Die Initiative "Point Projekt" will den Frauen auf diese Weise helfen, das Geschehene zu begreifen. Der Bedarf an Hilfe ist groß: Jede dritte (akzeptierte) Schwangerschaft endet mit einer Fehl- oder Totgeburt. Demnach erlebt jede vierte Frau zumindest einmal im Laufe ihres Lebens, dass eine Schwangerschaft nicht mit der Geburt eines lebensfähigen Kindes endet.

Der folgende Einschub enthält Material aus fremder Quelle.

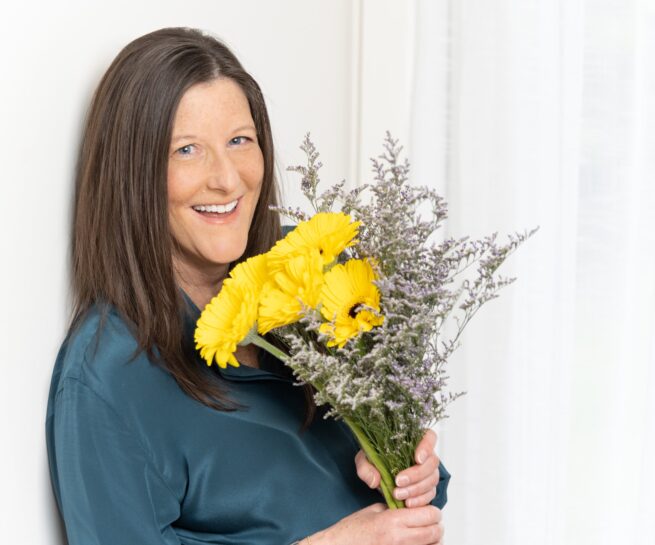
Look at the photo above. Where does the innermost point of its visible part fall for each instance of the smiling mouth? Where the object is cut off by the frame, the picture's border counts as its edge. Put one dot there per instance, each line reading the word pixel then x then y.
pixel 216 210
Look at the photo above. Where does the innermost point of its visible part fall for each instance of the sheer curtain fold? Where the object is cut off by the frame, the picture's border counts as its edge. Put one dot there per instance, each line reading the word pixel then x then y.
pixel 528 113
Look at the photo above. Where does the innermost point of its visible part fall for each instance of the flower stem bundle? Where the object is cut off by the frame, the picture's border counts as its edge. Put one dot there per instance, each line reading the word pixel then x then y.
pixel 361 298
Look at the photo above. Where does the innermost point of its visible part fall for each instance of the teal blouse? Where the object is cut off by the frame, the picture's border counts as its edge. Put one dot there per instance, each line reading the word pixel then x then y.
pixel 136 461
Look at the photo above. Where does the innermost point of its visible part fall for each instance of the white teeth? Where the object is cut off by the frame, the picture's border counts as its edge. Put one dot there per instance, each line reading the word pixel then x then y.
pixel 216 208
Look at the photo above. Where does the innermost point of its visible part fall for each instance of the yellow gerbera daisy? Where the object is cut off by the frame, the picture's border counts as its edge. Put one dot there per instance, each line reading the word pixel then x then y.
pixel 297 286
pixel 328 232
pixel 348 295
pixel 231 315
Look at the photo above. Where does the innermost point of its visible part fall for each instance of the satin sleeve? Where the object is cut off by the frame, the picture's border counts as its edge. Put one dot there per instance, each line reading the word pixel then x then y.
pixel 109 490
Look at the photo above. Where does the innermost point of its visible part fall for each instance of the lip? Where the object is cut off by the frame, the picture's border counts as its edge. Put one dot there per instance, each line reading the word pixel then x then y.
pixel 225 218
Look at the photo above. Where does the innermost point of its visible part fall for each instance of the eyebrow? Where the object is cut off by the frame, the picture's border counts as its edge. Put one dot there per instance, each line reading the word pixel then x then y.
pixel 193 136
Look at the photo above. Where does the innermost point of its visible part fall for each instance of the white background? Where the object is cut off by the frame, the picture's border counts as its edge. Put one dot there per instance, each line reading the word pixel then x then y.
pixel 520 112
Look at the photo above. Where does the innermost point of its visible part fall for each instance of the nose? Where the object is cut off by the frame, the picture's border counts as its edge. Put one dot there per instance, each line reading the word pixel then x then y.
pixel 222 173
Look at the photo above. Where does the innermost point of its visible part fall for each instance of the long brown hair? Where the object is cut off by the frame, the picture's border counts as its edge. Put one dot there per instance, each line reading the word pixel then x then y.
pixel 121 243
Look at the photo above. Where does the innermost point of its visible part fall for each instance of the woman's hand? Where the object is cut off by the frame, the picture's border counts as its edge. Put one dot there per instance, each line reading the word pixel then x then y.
pixel 377 525
pixel 416 485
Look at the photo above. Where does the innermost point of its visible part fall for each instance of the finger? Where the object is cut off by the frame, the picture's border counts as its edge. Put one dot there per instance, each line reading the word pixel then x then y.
pixel 374 508
pixel 420 516
pixel 423 499
pixel 366 471
pixel 425 536
pixel 426 446
pixel 416 474
pixel 443 531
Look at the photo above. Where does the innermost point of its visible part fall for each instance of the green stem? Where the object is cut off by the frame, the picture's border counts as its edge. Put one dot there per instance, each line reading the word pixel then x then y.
pixel 263 343
pixel 386 482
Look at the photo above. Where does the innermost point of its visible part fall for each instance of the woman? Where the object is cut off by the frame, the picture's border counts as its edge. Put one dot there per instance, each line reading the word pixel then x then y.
pixel 146 444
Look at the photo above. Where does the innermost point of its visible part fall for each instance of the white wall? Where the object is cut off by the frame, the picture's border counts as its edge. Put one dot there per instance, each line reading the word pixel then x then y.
pixel 305 55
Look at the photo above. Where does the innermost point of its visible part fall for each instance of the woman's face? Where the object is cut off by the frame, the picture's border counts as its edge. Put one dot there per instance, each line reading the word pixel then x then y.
pixel 215 172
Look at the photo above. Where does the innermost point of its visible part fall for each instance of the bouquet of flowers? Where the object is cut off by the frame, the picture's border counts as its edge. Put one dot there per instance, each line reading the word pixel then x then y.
pixel 361 298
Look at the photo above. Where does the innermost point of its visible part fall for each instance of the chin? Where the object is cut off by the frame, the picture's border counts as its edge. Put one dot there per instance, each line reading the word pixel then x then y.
pixel 226 255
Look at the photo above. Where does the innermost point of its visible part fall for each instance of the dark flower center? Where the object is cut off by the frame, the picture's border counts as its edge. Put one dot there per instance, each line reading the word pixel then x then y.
pixel 354 310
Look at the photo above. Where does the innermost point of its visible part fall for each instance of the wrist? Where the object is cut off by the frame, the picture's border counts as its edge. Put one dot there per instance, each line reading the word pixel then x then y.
pixel 314 539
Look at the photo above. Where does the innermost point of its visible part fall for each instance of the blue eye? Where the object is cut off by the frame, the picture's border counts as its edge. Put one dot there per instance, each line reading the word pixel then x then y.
pixel 185 150
pixel 239 140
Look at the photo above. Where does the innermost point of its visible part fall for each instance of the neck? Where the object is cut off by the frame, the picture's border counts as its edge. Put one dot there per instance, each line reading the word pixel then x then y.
pixel 201 285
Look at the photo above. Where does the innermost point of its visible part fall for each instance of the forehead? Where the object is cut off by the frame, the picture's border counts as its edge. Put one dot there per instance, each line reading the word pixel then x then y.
pixel 214 104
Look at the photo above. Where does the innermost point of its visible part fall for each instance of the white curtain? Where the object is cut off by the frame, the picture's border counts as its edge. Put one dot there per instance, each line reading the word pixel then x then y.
pixel 542 112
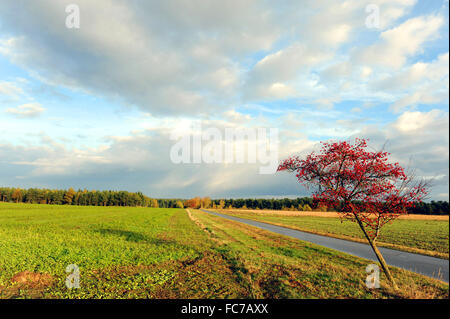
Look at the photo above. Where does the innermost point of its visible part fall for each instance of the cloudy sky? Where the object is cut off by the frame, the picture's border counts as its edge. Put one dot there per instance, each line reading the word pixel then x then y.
pixel 93 107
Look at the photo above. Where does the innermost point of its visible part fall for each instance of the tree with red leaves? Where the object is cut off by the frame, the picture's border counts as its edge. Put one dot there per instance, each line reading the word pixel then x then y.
pixel 362 185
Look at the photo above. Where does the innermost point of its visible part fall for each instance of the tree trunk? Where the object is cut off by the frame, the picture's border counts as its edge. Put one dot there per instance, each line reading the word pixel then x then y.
pixel 378 254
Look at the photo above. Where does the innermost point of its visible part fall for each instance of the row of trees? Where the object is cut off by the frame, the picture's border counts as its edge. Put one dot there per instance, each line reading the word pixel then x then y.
pixel 124 198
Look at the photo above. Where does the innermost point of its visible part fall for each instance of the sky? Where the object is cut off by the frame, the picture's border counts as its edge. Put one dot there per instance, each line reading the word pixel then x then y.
pixel 94 106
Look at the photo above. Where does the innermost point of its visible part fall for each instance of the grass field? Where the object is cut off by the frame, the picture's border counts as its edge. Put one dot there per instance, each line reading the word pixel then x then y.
pixel 125 252
pixel 427 235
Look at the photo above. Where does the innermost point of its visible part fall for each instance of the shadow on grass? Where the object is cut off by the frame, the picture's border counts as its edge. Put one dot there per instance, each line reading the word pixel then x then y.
pixel 135 236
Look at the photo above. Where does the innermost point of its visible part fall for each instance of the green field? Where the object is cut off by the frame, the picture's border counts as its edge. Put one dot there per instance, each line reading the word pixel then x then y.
pixel 125 252
pixel 430 237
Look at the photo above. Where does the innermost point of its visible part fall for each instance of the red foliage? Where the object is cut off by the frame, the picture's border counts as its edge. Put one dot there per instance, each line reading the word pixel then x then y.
pixel 359 183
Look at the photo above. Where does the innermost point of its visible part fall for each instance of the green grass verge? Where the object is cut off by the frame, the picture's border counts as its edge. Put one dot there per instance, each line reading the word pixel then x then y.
pixel 125 252
pixel 430 237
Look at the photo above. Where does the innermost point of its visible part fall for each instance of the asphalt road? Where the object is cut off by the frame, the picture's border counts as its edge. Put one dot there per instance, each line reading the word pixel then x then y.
pixel 422 264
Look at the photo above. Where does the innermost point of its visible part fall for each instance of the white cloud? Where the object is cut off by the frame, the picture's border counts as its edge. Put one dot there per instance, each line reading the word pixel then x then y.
pixel 399 43
pixel 29 110
pixel 412 122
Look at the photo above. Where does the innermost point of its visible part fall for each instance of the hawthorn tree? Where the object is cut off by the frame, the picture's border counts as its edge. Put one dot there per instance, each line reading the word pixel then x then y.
pixel 362 185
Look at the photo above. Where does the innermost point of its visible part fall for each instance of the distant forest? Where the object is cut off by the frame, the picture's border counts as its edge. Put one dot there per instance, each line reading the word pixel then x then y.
pixel 124 198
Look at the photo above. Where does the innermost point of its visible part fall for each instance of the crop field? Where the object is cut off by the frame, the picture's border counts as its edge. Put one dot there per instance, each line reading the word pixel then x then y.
pixel 423 234
pixel 125 252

Was genau ist jedoch unter diesen Begriffen zu verstehen? Das österreichische Hebammengesetz von 1994 bricht Licht ins Dunkel: Ist bei einer "Leibesfrucht" auch nur ein Lebenszeichen zu erkennen (etwa Atmung, Herzschlag, Pulsation der Nabelschnur oder Muskelbewegung), spricht man von "Lebendgeburt". Ist dies nicht der Fall, unterscheidet das Gesetz je nach Geburtsgewicht zwischen "Fehlgeburt" (unter 500 Gramm) und "Totgeburt" (über 500 Gramm), wobei dieser Grenzbereich zwischen der 23. bis 25. Schwangerschaftswoche liegt.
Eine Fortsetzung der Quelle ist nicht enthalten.